Ce n'est qu'à 23 ans, alors qu'elle termine son master en journalisme, et qu'elle est déjà engagée dans Female et Game, qu'elle prend contact avec Alain Saab qui deviendra son coach personnel. Il lui lance un défi de 3 ans pour être professionnelle, elle le relèvera en 2 ans. «J'ai commencé d'abord à m'entraîner 3 fois par semaine jusqu'à arriver à 3 fois par jour, admet Mona. Je jonglais entre l'université et mes entraînements puis entre mon travail de journaliste à LBC et les exigences du sport. C'était dur et intensif. Cela m'a coûté sacrifices et frais: il fallait que je travaille pour payer mes entraînements. Mes efforts et ma détermination ont payé: j'ai joué en 2e division puis en 1re avec les équipes de Jamhour et Antranik, remportant les tournois auxquels je participais. Si j'avais écouté ceux qui m'avaient dit que je ne pourrais pas jouer comme les garçons parce que je suis inférieure à eux, que je serais intimidée, blessée physiquement, ou considérée comme dernière option pour participer à un match, je n'y serai jamais arrivée. Personne ne comprenait le bonheur que j'éprouvais en étant sur un terrain et la confiance que je gagnais. Cette mentalité m'a mis une forte pression mais elle m'a poussée à prouver à tout le monde que j'étais à la hauteur de l'exploit réalisé», confie Mona.

«Play in her shoes»
Il y a un an, Mona est choisie pour participer à la 4e édition du «Youth Leadership Program» (YLP) organisée par le PNUD. Son expérience d'activiste féministe et sa «souffrance» pour devenir joueuse de 1re division de basket lui ont montré les failles qui existent entre le journalisme et le sport féminin qui n'occupe que 4% des médias au niveau mondial. Le projet qu'elle présente et qui retient l'attention du jury est «Play in her shoes»: une plateforme qu'elle dédierait uniquement aux nouvelles de la femme sportive. Elle montre que les sportifs hommes touchent des sommes plus élevées que les femmes, que leurs matchs sont retransmis à la télé contrairement à ceux des femmes et qu'ils sont considérés comme les seuls modèles à suivre. Le programme qu'elle intègre lui fournit les outils utiles pour exécuter son plan. Elle représentera également le Liban en Tunisie et participera avec d'autres gagnants des pays arabes du «YLP» à des ateliers qui l'aideront à devenir un «business model» et une entrepreneure sociale au service de sa communauté.

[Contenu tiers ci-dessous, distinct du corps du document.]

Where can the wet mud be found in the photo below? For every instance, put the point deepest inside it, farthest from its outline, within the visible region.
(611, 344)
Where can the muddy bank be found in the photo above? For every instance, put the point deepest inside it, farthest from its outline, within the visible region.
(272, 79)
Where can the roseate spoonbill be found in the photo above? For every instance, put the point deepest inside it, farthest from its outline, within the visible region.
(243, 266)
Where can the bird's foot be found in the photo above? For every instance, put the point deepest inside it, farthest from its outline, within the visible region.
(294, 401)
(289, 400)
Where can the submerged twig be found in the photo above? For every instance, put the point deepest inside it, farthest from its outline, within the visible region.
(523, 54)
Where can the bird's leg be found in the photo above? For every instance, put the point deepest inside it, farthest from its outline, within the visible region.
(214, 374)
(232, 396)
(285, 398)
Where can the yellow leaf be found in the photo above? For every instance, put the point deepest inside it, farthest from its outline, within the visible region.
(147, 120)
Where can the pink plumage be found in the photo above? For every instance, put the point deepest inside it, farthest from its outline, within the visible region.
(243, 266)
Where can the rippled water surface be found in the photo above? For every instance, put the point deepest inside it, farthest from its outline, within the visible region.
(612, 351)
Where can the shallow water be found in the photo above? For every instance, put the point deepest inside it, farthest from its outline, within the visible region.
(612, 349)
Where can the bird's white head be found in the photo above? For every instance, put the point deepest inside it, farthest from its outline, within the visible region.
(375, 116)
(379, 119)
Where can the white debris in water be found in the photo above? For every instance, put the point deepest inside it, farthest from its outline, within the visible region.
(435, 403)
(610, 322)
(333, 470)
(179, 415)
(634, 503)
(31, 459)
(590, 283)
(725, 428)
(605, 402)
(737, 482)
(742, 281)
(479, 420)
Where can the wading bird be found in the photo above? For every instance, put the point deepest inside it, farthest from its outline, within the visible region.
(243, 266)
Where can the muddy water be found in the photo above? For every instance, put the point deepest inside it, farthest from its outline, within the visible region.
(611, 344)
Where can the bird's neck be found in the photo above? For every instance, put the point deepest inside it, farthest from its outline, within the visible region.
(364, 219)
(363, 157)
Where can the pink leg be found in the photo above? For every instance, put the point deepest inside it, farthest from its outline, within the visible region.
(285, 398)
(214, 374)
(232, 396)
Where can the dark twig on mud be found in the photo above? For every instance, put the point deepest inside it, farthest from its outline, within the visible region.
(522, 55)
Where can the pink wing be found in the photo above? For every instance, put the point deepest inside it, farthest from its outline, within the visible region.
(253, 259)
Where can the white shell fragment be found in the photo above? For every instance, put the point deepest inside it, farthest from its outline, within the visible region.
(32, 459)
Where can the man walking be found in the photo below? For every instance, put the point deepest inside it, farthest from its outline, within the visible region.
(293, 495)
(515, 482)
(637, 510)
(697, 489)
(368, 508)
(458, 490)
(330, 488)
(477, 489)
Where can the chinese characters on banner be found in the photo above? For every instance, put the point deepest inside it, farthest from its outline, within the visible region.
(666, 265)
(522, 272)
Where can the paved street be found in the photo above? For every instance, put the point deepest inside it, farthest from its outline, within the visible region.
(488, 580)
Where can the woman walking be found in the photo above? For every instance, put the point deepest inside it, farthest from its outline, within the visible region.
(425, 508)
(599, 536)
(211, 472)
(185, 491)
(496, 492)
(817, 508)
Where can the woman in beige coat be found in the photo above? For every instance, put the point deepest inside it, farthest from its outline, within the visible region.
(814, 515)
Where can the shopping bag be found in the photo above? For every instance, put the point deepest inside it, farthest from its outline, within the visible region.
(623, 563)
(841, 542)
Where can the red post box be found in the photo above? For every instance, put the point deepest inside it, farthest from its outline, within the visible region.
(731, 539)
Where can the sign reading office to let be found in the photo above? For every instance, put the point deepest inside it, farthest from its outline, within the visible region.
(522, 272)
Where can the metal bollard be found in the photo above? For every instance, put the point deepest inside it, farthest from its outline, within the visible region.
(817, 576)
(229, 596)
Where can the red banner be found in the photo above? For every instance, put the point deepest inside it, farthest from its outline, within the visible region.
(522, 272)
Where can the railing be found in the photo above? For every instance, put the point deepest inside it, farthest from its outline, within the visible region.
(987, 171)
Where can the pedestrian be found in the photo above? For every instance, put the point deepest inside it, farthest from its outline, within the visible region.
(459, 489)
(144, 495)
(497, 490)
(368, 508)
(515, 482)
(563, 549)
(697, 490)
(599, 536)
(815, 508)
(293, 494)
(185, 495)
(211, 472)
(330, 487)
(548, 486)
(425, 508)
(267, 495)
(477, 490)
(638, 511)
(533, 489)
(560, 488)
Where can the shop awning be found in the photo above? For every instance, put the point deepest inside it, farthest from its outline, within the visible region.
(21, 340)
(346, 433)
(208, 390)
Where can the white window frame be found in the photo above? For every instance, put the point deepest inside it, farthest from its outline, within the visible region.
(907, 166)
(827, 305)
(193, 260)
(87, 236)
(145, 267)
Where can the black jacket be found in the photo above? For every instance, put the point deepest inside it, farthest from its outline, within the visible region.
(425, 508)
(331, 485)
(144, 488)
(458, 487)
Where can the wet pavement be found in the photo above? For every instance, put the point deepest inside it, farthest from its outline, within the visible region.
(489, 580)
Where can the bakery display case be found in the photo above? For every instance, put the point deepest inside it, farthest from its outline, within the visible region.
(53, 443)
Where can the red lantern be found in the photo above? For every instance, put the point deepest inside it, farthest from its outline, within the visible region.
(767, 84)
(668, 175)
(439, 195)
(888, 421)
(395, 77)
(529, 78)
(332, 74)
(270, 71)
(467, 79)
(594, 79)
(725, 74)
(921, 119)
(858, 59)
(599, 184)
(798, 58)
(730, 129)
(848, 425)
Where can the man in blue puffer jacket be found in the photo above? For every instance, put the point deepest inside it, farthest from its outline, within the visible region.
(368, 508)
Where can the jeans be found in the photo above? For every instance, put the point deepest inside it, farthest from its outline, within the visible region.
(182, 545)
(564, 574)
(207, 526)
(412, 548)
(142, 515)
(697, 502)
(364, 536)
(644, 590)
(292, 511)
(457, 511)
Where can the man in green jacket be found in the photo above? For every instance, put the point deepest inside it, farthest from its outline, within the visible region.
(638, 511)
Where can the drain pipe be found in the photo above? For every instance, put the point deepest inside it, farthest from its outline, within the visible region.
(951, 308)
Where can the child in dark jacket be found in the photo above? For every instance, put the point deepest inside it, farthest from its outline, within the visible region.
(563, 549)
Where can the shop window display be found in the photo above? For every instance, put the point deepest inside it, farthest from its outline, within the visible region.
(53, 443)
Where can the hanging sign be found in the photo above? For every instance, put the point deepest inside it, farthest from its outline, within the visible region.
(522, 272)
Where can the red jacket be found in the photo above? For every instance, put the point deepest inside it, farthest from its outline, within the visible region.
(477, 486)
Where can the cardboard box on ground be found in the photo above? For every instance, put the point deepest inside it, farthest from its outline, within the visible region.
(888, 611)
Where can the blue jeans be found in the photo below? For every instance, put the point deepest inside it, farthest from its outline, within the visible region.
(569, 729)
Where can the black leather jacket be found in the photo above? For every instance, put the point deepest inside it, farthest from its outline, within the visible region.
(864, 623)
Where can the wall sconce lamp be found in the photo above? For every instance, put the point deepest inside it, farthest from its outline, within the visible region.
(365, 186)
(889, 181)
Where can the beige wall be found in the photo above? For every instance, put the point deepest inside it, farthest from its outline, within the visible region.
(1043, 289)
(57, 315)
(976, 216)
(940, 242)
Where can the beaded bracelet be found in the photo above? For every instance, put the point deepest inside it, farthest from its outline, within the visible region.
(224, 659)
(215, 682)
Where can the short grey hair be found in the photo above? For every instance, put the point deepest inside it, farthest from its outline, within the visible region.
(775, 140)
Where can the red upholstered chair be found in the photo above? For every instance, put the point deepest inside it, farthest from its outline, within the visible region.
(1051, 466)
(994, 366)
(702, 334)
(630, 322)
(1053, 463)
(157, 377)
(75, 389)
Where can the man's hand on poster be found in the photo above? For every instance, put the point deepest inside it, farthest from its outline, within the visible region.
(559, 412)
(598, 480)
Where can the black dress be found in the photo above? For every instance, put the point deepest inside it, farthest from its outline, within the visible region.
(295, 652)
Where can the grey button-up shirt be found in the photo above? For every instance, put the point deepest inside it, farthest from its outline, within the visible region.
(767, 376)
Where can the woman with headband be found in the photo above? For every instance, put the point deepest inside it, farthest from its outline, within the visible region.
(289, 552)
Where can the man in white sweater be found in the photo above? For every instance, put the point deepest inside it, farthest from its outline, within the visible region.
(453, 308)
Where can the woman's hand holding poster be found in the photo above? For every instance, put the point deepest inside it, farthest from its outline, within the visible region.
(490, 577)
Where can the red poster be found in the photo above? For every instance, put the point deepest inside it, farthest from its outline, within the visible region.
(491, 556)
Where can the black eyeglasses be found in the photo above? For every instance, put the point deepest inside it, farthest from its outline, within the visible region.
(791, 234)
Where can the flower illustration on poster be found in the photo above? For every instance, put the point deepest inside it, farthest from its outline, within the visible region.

«La plateforme "Play in her shoes" aura plusieurs objectifs, explique Mona: diffuser des informations sur le sport féminin, faciliter à toute sportive de trouver un terrain gratuit où elle peut s'entraîner dans sa région et entrer en contact avec un coach professionnel. Les sportives pourront même se procurer des habits de sport qui leur ressemblent alors que tout tend à être conçu pour les hommes. D'ailleurs, j'ai créé ma propre ligne de chaussettes qui portent également le slogan "Play in her shoes" afin de promouvoir un message motivant à celles qui se battent. Ces chaussettes ont reçu un énorme succès et sont vendues en ligne. En attendant la réalisation technique de cette application, j'ai créé un compte Instagram du même nom et organisé le 1er tournoi de basket consacré aux filles et parrainé par de nombreux sponsors dont Female. 20 équipes y ont participé et ont prouvé que ce sont nos compétences qui déterminent notre vraie valeur et non notre sexe. Quand une jeune de 14 ans que j'ai coachée me dit: "Tu nous as montré ce qu'une femme peut faire et ce qu'une femme peut être", je ne peux qu'être émue et motivée à continuer», conclut Mona.